When the bells struck noon next day, at about quarter past the hour, Janet followed Wyatt's departure as far as the front door, where her blessings engulfed him in a farewell bath of blood, the Precious Blood which seemed forever now upon her lips, — O Blood ineffable, burning burning blood which I have shed and bathed in with my Beloved. and that door closed.
The luggage had gone to the station, where Wyatt and his father arrived and stood in the dust without speaking. The sky was a deep gray-blue, banded with the colors of rust seen under water. Gwyon looked nervously about to speak several times, towering over his son, fingers twitching in the pocket of his black waistcoat. Finally he blurted out, — Do you have that painting? Wyatt looked overcome, guilt reddened his face until his father interrupted his choking attempt to speak. — The. her picture, the picture of your mother that you. that you won't finish.
— That, yes, yes I have it, in that crate, that flat crate there, Wyatt brought out breathless, trying to indicate the crate with casual innocence. — It's there, with. you know, a lot of other pictures.

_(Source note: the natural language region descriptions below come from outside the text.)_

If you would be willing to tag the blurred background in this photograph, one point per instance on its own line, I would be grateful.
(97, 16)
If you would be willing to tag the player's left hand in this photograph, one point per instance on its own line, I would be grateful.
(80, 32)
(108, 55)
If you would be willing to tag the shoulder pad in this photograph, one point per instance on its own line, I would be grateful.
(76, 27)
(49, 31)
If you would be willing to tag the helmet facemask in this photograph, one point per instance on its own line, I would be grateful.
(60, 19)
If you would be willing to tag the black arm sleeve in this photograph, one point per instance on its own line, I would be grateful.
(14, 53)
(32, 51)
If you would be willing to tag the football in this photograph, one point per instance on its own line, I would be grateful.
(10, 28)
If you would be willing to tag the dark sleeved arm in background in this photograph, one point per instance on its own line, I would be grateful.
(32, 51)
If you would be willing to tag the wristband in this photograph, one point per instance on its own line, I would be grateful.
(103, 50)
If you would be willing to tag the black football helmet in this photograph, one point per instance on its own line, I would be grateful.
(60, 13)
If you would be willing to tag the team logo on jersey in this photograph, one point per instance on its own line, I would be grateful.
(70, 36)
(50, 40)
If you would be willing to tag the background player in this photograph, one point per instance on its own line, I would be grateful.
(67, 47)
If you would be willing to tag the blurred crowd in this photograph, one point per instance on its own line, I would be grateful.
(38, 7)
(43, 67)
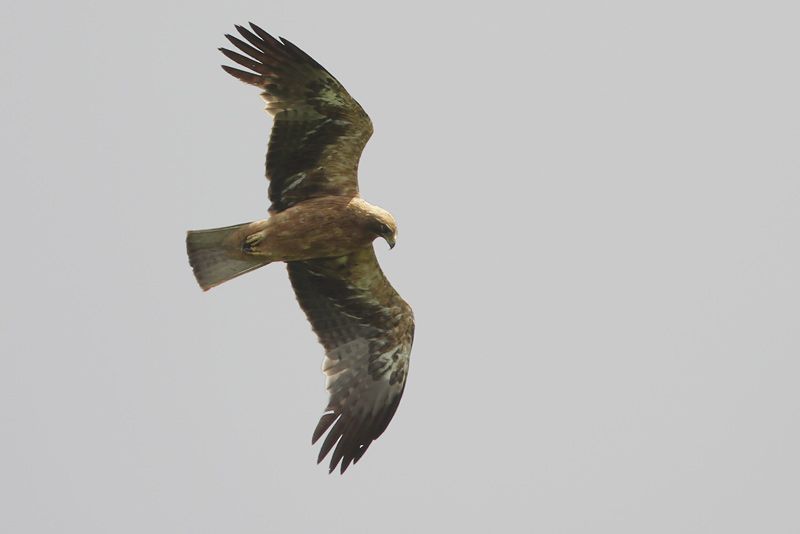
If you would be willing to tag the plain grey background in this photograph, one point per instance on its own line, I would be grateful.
(598, 209)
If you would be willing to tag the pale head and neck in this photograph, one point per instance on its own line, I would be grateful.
(376, 219)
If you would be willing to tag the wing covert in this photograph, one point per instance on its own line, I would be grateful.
(319, 130)
(367, 331)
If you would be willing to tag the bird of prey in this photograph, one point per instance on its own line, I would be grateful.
(323, 230)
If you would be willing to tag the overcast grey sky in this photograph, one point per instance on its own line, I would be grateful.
(598, 209)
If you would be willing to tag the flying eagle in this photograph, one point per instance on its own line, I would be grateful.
(323, 230)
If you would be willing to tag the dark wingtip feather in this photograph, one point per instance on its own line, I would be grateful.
(246, 77)
(325, 422)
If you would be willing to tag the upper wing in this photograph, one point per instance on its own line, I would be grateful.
(367, 331)
(319, 130)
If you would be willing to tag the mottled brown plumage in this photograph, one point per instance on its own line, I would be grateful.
(323, 230)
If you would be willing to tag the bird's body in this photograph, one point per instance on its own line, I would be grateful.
(323, 230)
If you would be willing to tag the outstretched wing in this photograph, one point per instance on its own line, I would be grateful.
(319, 130)
(367, 331)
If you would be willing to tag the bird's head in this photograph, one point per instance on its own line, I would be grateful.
(383, 225)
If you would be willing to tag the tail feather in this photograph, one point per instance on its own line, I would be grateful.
(216, 255)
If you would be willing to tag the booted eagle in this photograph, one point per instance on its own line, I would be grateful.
(323, 230)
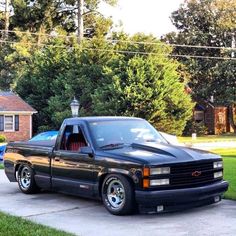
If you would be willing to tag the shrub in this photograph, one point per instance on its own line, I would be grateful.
(2, 138)
(195, 127)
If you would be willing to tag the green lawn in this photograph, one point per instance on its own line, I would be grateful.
(208, 138)
(11, 225)
(229, 157)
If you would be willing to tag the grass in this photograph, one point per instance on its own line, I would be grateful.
(229, 158)
(12, 225)
(208, 138)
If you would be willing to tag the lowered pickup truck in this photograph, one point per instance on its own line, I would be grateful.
(123, 161)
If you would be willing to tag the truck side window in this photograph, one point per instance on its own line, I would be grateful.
(73, 139)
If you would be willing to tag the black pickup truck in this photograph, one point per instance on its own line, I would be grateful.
(123, 161)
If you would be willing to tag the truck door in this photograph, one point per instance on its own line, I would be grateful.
(72, 171)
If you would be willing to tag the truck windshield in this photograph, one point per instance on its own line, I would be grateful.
(114, 132)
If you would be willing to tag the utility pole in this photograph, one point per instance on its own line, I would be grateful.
(7, 18)
(80, 20)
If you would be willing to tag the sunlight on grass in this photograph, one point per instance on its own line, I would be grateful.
(12, 225)
(229, 157)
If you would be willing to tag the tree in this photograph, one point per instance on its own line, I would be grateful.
(106, 82)
(209, 23)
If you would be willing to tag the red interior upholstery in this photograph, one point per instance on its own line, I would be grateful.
(75, 142)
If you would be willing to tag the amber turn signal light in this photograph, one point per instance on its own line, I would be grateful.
(146, 172)
(146, 183)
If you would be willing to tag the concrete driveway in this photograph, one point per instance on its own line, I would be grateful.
(86, 217)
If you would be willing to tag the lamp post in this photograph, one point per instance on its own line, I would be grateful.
(74, 107)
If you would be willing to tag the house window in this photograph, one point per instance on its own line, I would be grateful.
(199, 116)
(9, 123)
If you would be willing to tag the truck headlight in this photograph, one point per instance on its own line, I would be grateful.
(158, 182)
(218, 164)
(159, 170)
(218, 174)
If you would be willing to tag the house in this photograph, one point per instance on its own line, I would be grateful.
(214, 117)
(15, 117)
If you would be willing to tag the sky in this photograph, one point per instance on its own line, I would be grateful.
(147, 16)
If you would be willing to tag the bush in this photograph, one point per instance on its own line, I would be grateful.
(195, 127)
(2, 138)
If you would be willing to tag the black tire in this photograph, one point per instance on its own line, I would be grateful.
(118, 195)
(26, 181)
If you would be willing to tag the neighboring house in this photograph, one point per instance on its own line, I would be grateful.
(215, 118)
(15, 117)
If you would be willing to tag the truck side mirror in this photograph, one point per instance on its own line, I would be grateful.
(87, 150)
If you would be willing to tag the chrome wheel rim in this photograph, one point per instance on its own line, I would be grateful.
(116, 194)
(25, 178)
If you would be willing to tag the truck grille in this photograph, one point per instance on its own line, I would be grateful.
(192, 174)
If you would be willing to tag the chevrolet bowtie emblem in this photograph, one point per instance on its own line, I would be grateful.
(196, 173)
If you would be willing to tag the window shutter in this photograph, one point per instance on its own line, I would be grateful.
(16, 122)
(1, 123)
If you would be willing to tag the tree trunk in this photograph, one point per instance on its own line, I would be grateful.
(80, 20)
(7, 16)
(231, 117)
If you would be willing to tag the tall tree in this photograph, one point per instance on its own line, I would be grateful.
(208, 23)
(107, 82)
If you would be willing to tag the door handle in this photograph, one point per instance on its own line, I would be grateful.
(57, 159)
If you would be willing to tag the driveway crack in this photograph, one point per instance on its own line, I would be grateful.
(51, 212)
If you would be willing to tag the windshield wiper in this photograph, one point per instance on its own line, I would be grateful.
(112, 145)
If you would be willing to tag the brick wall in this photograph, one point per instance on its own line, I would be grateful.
(24, 130)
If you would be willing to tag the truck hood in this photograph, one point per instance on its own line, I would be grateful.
(154, 154)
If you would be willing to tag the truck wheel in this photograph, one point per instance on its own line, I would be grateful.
(118, 195)
(26, 180)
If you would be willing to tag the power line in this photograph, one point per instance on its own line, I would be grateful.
(125, 41)
(123, 51)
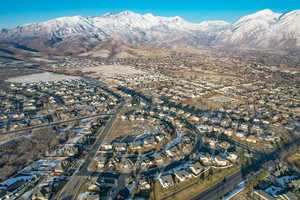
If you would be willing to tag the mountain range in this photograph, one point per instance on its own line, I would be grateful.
(262, 30)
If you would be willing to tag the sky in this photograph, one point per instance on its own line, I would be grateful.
(18, 12)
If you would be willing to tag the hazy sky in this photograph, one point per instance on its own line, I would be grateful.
(17, 12)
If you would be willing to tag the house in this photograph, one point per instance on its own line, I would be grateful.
(166, 181)
(183, 175)
(232, 157)
(205, 159)
(220, 161)
(101, 161)
(120, 146)
(196, 168)
(262, 195)
(251, 139)
(106, 147)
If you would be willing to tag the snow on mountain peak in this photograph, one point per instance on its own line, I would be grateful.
(260, 29)
(264, 15)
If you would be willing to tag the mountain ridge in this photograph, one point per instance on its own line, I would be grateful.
(264, 29)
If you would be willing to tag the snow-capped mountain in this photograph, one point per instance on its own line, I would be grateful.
(264, 29)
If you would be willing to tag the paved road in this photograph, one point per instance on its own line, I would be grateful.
(220, 189)
(70, 190)
(56, 123)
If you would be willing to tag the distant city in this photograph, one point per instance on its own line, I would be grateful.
(131, 106)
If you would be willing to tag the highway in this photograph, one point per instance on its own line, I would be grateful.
(220, 189)
(55, 123)
(70, 190)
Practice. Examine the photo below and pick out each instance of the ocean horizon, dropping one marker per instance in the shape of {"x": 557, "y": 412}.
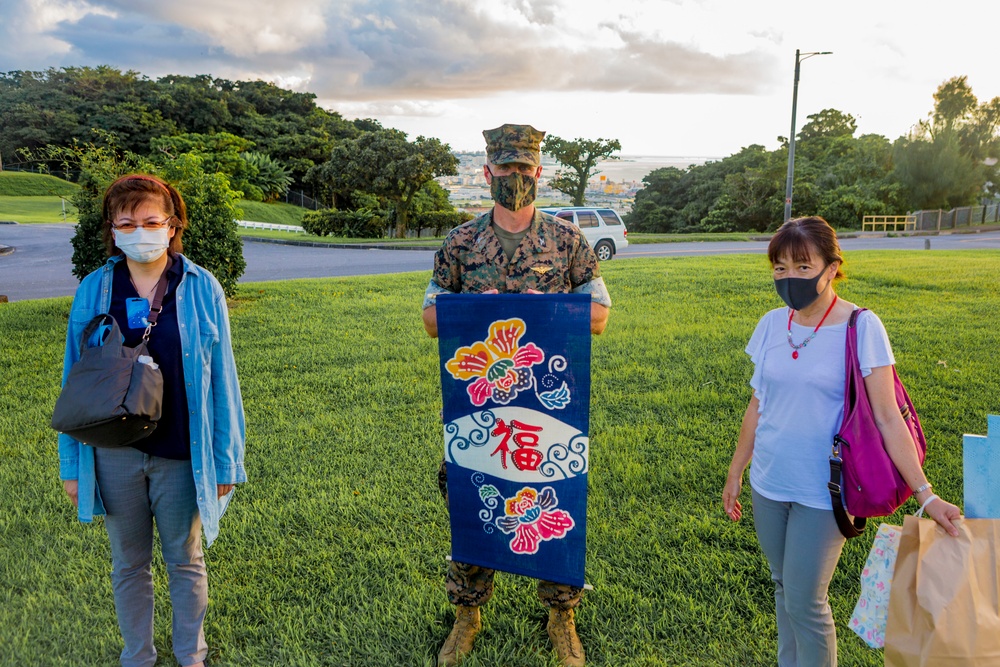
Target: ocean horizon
{"x": 635, "y": 167}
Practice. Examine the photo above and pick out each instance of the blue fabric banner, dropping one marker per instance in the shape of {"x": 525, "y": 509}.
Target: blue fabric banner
{"x": 981, "y": 470}
{"x": 515, "y": 384}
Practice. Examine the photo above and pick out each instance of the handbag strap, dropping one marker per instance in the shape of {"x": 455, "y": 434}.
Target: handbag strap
{"x": 849, "y": 526}
{"x": 111, "y": 344}
{"x": 157, "y": 305}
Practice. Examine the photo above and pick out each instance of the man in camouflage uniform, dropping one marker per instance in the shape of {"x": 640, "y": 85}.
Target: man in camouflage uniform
{"x": 513, "y": 248}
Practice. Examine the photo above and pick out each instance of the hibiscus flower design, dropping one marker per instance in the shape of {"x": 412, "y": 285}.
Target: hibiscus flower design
{"x": 499, "y": 366}
{"x": 533, "y": 518}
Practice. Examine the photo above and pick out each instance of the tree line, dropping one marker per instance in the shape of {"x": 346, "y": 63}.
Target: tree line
{"x": 947, "y": 160}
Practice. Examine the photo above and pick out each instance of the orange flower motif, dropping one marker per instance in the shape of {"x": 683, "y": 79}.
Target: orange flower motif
{"x": 499, "y": 366}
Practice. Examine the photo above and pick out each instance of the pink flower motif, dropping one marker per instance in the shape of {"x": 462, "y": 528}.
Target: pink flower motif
{"x": 532, "y": 518}
{"x": 498, "y": 366}
{"x": 480, "y": 390}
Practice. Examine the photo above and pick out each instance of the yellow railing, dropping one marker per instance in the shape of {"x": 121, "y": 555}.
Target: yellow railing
{"x": 897, "y": 222}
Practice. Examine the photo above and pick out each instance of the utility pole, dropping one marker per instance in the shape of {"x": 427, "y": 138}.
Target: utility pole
{"x": 791, "y": 137}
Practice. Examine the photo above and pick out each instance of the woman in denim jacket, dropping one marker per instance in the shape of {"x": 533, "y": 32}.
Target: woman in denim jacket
{"x": 183, "y": 474}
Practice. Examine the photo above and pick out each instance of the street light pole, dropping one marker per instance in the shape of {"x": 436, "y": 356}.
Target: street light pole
{"x": 791, "y": 137}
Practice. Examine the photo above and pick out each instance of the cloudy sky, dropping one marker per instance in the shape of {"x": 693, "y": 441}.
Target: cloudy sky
{"x": 665, "y": 77}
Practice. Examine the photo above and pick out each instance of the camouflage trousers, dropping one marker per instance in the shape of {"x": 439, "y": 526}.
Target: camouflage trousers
{"x": 472, "y": 585}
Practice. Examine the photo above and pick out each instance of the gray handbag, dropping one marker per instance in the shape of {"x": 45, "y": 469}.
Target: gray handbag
{"x": 113, "y": 395}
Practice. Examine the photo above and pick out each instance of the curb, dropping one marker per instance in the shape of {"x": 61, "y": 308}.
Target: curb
{"x": 341, "y": 246}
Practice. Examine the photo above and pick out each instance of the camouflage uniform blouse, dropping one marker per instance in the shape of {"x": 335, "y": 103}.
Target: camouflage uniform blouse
{"x": 553, "y": 257}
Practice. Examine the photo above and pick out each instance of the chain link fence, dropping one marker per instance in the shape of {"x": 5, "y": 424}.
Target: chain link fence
{"x": 965, "y": 216}
{"x": 299, "y": 199}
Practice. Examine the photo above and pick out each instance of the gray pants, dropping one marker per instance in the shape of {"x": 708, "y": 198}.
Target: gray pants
{"x": 802, "y": 546}
{"x": 136, "y": 489}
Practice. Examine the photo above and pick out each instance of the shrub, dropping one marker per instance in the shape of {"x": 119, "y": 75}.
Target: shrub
{"x": 439, "y": 221}
{"x": 211, "y": 239}
{"x": 362, "y": 224}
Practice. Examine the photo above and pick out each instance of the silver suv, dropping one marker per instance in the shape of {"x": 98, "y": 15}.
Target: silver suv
{"x": 603, "y": 228}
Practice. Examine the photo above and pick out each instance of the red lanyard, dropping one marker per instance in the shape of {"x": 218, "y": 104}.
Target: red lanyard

— You must finish it, you must try to finish it, Gwyon told him, — finish it, or she will be with you, he paused, looking at his son's face where so few traces betrayed his own, come under self-dominance so long before. — Or she will be with you always, Gwyon said suddenly withdrawing his fingers from the waistcoat pocket, drawing out those two large studded Byzantine hoops of gold. — Here, he held them out. — These were hers, these. were hers.
Wyatt accepted them, hidden, large as they were, in his hand. He started to speak, but his father, looking away from him toward the east, made a sound, and they were both caught, as a swimmer on the surface is caught by that cold current whose suddenness snares him in cramps and sends him in dumb surprise to the bottom.
The sun showed their motionless shadows on the rough wood platform. Then the sun was obscured by a cloud, and the shadows disappeared. When the sun came out ag; in the shadows were gone.
Days passed, then weeks, and Gwyon, restlessly leaving his study to pace those dim passages, the mirrors in the cruz-con-espejos clenching at him as he emerged, to pause beyond and confront Olalla silently, or listen for the creaking from the sharp angles of woodwork around him, muttering, — And he took my razor! He took my razor!. And then, when he'd received the letter, — The final perseverance of… yes, perspective, the vanishing point., before he'd even opened it. He gazed at the unfamiliar postage stamps, made out the postmark, München, and finally took it out with him, to read on a walk in the clear air of that season. He walked out, toward the abandoned bridge works, seen by no one, this man born on the yellow day in Boston when the volcano Krakatao had erupted on the other side of the earth and night came everywhere with a red sunset, only now in age approaching maturity, waiting, like Manto, while time circled him, to make full proof of his ministry.
The New England evening had taken on the chill of finished day, the chill of reality which follows sunset. All Saints' approached, and All Souls', when in France there would be picnics in the cemeteries, and in Spain they would be out to place chrysanthemums on the graves, against beaded wreaths and the ornate names of the dead, where Camilla's name stood out in cold vigilance, waiting.